London: Pharmacist-turned-fund-manager Jayesh Manek is weighing up the launch of an India fund as the latest step in an idiosyncratic career that saw him thrust into fund management after winning a newspaper's investment contest.
Manek's professional life was turned around by chance in the mid-1990s after he won the Sunday Times' Fantasy Fund Manager competition two years on the trot.
The victories prompted Manek, who owned a chain of eight high street chemist shops in North West London, at the time, to set up his own fund — Manek Growth — which has recently been delivering some strong returns.
Performance
Up to last Friday, his performance in 2010 puts him in the top 10 of more than 3,300 UK-registered equity funds tracked by Lipper.

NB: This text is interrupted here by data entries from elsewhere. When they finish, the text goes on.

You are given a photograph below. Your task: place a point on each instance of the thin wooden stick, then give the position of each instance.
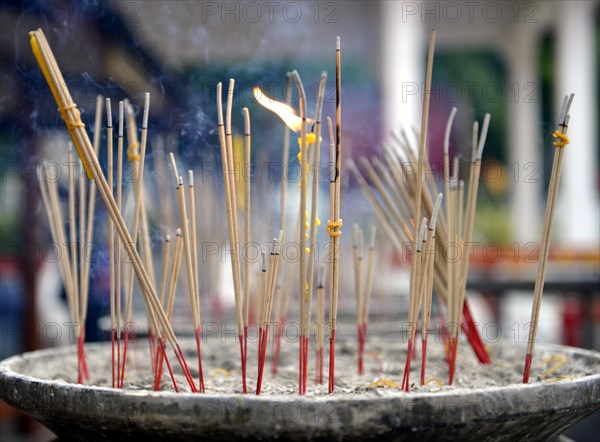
(165, 269)
(54, 215)
(196, 294)
(71, 115)
(320, 324)
(366, 294)
(117, 242)
(303, 289)
(335, 223)
(427, 293)
(173, 276)
(92, 206)
(267, 305)
(421, 164)
(314, 220)
(111, 235)
(247, 192)
(468, 234)
(357, 247)
(281, 304)
(136, 160)
(561, 141)
(231, 217)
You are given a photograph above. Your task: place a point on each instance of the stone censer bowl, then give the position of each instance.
(538, 411)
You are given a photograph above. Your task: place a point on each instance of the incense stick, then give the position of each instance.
(71, 115)
(227, 164)
(119, 265)
(335, 222)
(303, 289)
(561, 141)
(247, 192)
(314, 220)
(427, 290)
(366, 294)
(357, 255)
(320, 324)
(417, 204)
(281, 304)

His gains of 24.65 per cent in the year-to-date have come largely through investing in UK stocks at a time when the FTSE 100 has fallen by close to two per cent.
Now, however, 54-year-old Manek is looking to India to harness growth, as he prepares for more trouble in mature markets.
"The Indian market will offer tremendous opportunity in the next 10 to 15 years. There are [only] a few economies out there expanding that fast," said Manek, who was born in Uganda but whose family came from the state of Gujarat in India.
"We have been looking at it for some time. The idea is to launch it at the right time, valuations now look a little stretched," he said.